Unlike the plotter, which is much better on the CPU at the moment, the renderer is and will always be many times faster on the GPU. It's job involves the transfer of much less data, as the sample grid is packed tightly by the plotting algorithm And doesn't need to be returned from the GPU. On an NVIDIA 3060, I have no issues loading a 20,480 by 20,480 sample grid (~1GB) onto the GPU alongside the blank image and lookup table. The amount of threads is typical for a kernel call and the amount of work done by each thread is substantial. The longest amount of time it has taken to render a frame is about 2 minutes, 20 seconds to render a 3840 by 2160 image of the plot, using a 20k sample grid.
The Final Render
And from the side... We see the bifurcation diagram of the logistic map! Well, more or less, it's upside down and stretched a bit but it's certainly there. In particular, if you trimmed everything off of the sides and just looked at the x-z plane, you'll see our original bifurcation diagram. If you can't quite see it, take a look at this gif on Wikipedia. This poses an interesting question. When we plot the bifurcation diagram of the Mandelbrot set, we see a resemblance to the logistic map's bifurcation diagram. So, if we plot the behavior of points on the logistic map the way we'd normally plot the Mandelbrot set, do we see a resemblance to the Mandelbrot set? We'll effectively be building a Mandelbrot renderer, but our inner loop will look like this:
for (int i = 0; i < iter; i++) {
sr = 1 - zr;
zr_t = zr*cr*sr + zr*ci*zi + zi*zi*cr - zi*ci*sr;
zi = zr*ci*sr + zi*cr*sr + zi*zi*ci - zr*cr*zi;
zr = zr_t;
double sqr_abs = zr*zr + zi*zi;
if (sqr_abs > 2000) {
img[y*width + x] = (uint8_t) (i % 255);
break;
}
}
The modified iteration formula is the complex expansion of the logistic map formula Zn+1 = C · Zn(1 - Zn). Note that the letters have been changed to match the Mandelbrot formula. We also start with Z0 = 0.5 + 0i instead of 0 + 0i, which is typical with the logistic map.

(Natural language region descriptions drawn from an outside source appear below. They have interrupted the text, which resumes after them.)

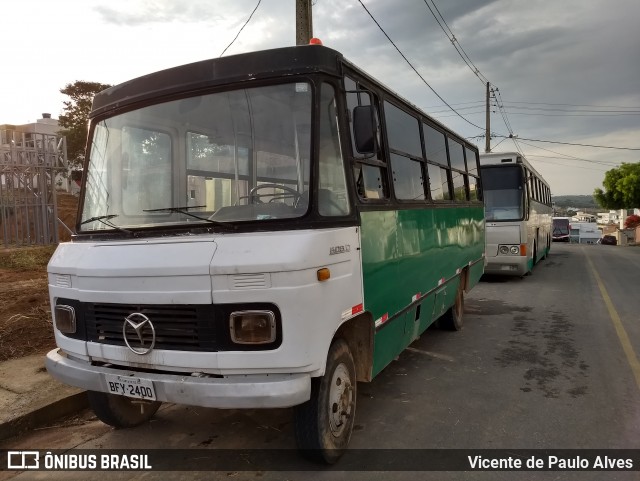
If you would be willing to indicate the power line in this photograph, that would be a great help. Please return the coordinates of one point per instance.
(571, 157)
(569, 143)
(452, 38)
(241, 28)
(562, 165)
(415, 70)
(576, 105)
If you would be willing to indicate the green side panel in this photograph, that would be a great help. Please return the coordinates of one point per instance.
(407, 252)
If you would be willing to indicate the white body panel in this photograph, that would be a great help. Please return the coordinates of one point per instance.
(270, 267)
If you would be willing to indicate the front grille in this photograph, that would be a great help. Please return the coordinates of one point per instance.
(185, 328)
(177, 327)
(188, 327)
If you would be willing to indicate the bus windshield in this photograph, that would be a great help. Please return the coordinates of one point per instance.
(503, 193)
(242, 155)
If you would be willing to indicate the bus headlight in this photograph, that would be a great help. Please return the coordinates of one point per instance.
(65, 318)
(252, 327)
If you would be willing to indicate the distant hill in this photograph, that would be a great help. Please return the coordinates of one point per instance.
(578, 201)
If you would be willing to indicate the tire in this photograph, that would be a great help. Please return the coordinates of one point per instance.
(323, 425)
(453, 319)
(121, 411)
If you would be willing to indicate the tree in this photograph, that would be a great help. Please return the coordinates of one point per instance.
(622, 186)
(75, 117)
(632, 222)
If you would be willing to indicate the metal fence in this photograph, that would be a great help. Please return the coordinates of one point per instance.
(29, 165)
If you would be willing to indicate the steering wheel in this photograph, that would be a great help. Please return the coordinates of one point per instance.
(253, 196)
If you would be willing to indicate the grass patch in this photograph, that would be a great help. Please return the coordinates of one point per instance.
(26, 257)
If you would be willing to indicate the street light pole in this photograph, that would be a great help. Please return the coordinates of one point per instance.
(304, 24)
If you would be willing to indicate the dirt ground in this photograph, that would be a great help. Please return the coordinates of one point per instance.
(25, 314)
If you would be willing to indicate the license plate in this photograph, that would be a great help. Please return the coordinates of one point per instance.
(130, 387)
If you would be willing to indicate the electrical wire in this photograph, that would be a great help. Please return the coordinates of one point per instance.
(452, 38)
(241, 28)
(578, 145)
(414, 69)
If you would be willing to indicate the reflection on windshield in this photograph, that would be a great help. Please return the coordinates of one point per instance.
(235, 156)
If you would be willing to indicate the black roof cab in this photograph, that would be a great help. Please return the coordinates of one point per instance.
(218, 72)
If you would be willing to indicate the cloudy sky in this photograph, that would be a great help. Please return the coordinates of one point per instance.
(567, 71)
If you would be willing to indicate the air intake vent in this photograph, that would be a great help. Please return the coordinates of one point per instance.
(251, 281)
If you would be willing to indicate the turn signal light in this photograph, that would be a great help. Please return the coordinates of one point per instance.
(323, 274)
(65, 319)
(252, 327)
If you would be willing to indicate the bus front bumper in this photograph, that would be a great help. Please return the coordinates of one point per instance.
(507, 266)
(232, 392)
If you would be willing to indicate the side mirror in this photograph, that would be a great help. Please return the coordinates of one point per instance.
(364, 129)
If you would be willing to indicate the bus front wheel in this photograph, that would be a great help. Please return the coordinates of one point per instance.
(323, 425)
(121, 411)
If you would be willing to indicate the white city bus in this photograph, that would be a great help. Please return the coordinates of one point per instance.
(256, 231)
(518, 213)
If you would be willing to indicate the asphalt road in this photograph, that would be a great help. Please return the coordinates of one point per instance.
(548, 361)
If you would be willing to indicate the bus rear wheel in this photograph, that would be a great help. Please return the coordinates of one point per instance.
(121, 411)
(453, 319)
(323, 425)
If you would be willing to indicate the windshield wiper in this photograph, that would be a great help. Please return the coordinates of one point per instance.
(99, 218)
(184, 210)
(104, 219)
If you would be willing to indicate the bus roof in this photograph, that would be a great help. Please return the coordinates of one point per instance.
(218, 72)
(508, 158)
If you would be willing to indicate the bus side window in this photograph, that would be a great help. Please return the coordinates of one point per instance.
(435, 144)
(332, 192)
(369, 168)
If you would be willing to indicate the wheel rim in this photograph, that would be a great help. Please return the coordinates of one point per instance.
(340, 400)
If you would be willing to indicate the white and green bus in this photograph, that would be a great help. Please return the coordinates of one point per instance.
(518, 214)
(260, 231)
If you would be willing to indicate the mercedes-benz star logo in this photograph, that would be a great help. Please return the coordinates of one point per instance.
(139, 324)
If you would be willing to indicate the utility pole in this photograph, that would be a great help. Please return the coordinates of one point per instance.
(487, 142)
(304, 25)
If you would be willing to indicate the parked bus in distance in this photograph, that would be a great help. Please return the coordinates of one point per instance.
(561, 230)
(518, 214)
(260, 231)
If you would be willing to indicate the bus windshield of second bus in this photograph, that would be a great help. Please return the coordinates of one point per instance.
(503, 194)
(518, 214)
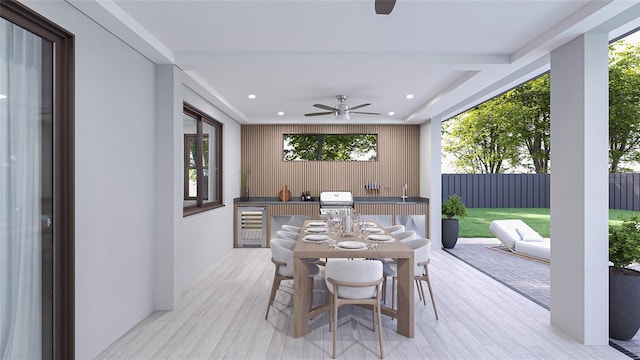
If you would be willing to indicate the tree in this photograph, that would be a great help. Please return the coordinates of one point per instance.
(330, 147)
(624, 104)
(483, 139)
(531, 119)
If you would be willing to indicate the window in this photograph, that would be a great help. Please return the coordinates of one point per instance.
(331, 147)
(202, 161)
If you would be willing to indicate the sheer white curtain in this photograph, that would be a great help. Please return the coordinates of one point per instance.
(20, 193)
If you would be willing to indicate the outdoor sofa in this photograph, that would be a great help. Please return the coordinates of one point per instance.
(519, 238)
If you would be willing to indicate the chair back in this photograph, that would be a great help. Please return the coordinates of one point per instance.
(421, 252)
(291, 228)
(394, 228)
(287, 235)
(353, 271)
(282, 250)
(405, 235)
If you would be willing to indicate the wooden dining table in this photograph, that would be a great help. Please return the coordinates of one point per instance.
(303, 284)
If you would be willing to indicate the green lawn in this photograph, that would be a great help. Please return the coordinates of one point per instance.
(476, 223)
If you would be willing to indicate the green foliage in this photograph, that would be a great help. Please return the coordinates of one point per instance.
(531, 116)
(624, 103)
(624, 242)
(453, 206)
(476, 223)
(483, 139)
(344, 147)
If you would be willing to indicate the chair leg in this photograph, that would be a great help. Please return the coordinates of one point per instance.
(377, 307)
(335, 325)
(431, 294)
(274, 288)
(420, 292)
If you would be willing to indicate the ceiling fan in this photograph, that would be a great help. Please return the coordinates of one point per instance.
(342, 110)
(384, 7)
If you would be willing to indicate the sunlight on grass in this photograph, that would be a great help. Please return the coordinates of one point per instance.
(476, 223)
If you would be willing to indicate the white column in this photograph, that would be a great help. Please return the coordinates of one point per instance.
(168, 206)
(579, 183)
(431, 177)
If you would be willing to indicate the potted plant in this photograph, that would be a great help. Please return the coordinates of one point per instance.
(244, 182)
(624, 283)
(451, 207)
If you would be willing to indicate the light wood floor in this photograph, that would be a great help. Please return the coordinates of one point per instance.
(222, 317)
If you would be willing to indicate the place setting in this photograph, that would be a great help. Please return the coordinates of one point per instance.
(316, 238)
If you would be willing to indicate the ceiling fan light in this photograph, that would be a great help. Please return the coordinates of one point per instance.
(343, 117)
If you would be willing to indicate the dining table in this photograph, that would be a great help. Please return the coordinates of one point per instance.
(312, 244)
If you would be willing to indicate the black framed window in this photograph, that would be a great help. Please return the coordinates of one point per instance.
(202, 170)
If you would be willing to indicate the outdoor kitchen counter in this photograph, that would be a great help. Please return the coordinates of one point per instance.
(296, 200)
(414, 212)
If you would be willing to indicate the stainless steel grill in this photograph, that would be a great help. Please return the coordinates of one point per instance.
(336, 203)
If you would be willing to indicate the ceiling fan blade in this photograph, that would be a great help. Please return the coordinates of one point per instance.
(384, 7)
(325, 107)
(322, 113)
(358, 106)
(361, 112)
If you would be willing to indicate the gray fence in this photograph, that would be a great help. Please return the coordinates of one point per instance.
(530, 190)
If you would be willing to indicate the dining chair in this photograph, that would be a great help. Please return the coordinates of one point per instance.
(394, 229)
(291, 228)
(421, 258)
(282, 258)
(287, 235)
(354, 282)
(404, 235)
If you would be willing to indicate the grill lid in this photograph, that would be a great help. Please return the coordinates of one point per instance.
(336, 198)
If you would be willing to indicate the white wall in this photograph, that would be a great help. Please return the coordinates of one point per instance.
(205, 237)
(431, 176)
(115, 186)
(114, 139)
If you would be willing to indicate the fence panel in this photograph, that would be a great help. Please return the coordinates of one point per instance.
(530, 190)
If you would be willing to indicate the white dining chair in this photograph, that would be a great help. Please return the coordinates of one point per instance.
(354, 282)
(287, 235)
(282, 258)
(404, 235)
(291, 228)
(421, 259)
(394, 229)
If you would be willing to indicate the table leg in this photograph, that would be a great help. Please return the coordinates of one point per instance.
(405, 297)
(301, 299)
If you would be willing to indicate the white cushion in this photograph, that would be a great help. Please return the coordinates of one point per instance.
(539, 249)
(513, 230)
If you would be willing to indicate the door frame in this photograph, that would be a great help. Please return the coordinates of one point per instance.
(63, 172)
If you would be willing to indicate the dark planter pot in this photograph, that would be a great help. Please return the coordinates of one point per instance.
(624, 303)
(449, 233)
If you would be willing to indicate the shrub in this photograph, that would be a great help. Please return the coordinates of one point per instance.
(624, 242)
(453, 206)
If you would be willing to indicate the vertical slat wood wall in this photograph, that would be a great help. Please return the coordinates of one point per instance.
(398, 161)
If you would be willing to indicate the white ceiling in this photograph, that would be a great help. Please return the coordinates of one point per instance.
(292, 54)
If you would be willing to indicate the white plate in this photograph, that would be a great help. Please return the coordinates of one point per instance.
(316, 238)
(317, 230)
(352, 245)
(380, 237)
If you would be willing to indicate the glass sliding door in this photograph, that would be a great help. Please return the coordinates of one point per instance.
(26, 193)
(37, 243)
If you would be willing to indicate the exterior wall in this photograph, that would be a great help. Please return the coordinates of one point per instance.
(114, 140)
(398, 161)
(116, 154)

We certainly do see a resemblance! This equation is its own interesting fractal and it contains many of the patterns found in the Mandelbrot set. If, however, you were hoping for a stronger resemblance, then you're in luck:
Much like the Mandelbrot set itself, this fractal contains an infinite number of mini-Mandelbrots!
Errors
Included below are some test renders that didn't come out quite right...
Frame writing errors.
An error converting rays from world space to sample space effectively caused the rays to be refracted when they approached the Mandelbrot set.
A variety of cycle detection and recording errors.
Samples that were encoded row-first were being read column-first. On the left-most render, the raycasts also bailed way too early.
GPU threads were not properly seeking to their sample value. The render on the right was actually made by intentionally disabling the seeking code, proving that it was the cause of the issue.
Frame writing errors on the logistic map fractal zoom.
Encountered the floating-point precision barrier while rendering the logistic map fractal.